Like I said, I went back to work this past year. I knew it would be hard. But I didn't know it would be as hard as it was. There were points in time this past year where I really thought I couldn't do it. That I was going to crack. That I really was in over my head.
I also might have over scheduled myself. Beside being enrolled in an American Montessori Society training program and working full time I was the treasurer for our HOA (thankless job) and taught my son's 1st grade catechism class (good Lord do first graders like to chat).
I found it particularly hard on the food allergy aspects of our life. We don't eat out so food prep sometimes seemed insurmountable. Both Max and Owen were in school which is full of "fun" food laden events many of which I was informed about the day beforehand. This was troublesome to me on a few fronts. 1). I work at the same place they go to school. It would not be impossible to give me a heads up more than 12 hours before the event. 2). I spent many blurry eyed evenings making baked goods. I began to feel resentful and angry but with food allergies it is hard to know where to direct that resentment and anger. 3). Conflicts particularly with Owen's teachers over food allergy issues led to a stressful working environment for me as they tended to see me not as a parent but as a co-worker.
We are halfway through the summer. Halfway to going back to school (for the kids, I completed my training) and work for me. And I'm not looking forward to it. I LOVE Montessori. I am a really good teacher. But it was a lot this year. I don't know if I can do it again.
It can only get better right?
4 comments:
Drives me crazy how all events with kids revolved around food. Food, food, food. And it can never be fruit can it? Nope. Always baked good and treats he can't have. It's tough!
I don't even want to imagine what life will be like when my kids go to school. My three year old is trying out Kindercamp this summer, just to see if it's even worth the bother. My other son's doctor has already said he probably won't be able to go to school. We're not dealing with teachers, but I think I've lost just about every friend I have with kids that are my kids' ages. Honestly that's not many, but still. And our BIG issue seems to be church of all places. Who would have thought! Good luck this year. I look forward to your posts again. I still keep up my blog: http://funwithfoodallergies.blogspot.com if you want to check it out.

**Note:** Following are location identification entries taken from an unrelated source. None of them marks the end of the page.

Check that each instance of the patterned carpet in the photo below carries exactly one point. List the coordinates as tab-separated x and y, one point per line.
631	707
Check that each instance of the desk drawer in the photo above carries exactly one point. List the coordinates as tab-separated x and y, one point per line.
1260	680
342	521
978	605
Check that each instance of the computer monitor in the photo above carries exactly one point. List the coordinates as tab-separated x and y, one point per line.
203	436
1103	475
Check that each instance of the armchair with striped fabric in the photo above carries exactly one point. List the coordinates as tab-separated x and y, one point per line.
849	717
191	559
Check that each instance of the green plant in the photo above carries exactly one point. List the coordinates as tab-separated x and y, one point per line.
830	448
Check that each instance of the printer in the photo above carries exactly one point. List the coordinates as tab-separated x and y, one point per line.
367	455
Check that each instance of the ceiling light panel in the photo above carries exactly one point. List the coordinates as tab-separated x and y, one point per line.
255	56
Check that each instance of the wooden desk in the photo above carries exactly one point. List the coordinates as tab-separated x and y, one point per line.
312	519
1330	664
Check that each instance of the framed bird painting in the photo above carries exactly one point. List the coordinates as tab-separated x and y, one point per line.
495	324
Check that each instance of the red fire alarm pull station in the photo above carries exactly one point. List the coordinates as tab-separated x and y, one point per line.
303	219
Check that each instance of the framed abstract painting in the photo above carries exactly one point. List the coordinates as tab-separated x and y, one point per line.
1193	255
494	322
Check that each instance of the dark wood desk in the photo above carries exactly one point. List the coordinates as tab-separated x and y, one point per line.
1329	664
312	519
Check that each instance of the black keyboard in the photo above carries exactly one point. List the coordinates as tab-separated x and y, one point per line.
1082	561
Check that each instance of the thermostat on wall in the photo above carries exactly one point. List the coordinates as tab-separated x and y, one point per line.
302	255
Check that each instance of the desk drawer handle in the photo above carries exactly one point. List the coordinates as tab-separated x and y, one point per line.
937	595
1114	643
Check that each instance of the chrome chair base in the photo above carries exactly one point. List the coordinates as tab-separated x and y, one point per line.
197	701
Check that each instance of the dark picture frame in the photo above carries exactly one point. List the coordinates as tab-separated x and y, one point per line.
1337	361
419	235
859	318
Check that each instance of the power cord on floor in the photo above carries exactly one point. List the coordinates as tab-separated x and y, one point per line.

So sorry about the new trials you're dealing with.
Glad you're back. One year off and your writing is still spot on :) Big year for all of you. Asthma here too. Since we manage it everyday with meds, we gotten a handle on it, but it scared the crap out of me when it started last year. Son has had the sensory issue too, it's gotten better over time but anything right now with mother nature is freaking him out, lava and floods in particular...not sure if this might be same issue. Keep posting
I can't imagine how frusterating your work must be, having to deal with the "parent" looks instead of just being a co-worker. It must be scary to leave your child's care in the hands of someone that doesn't seem to fully understand or respect his allergies.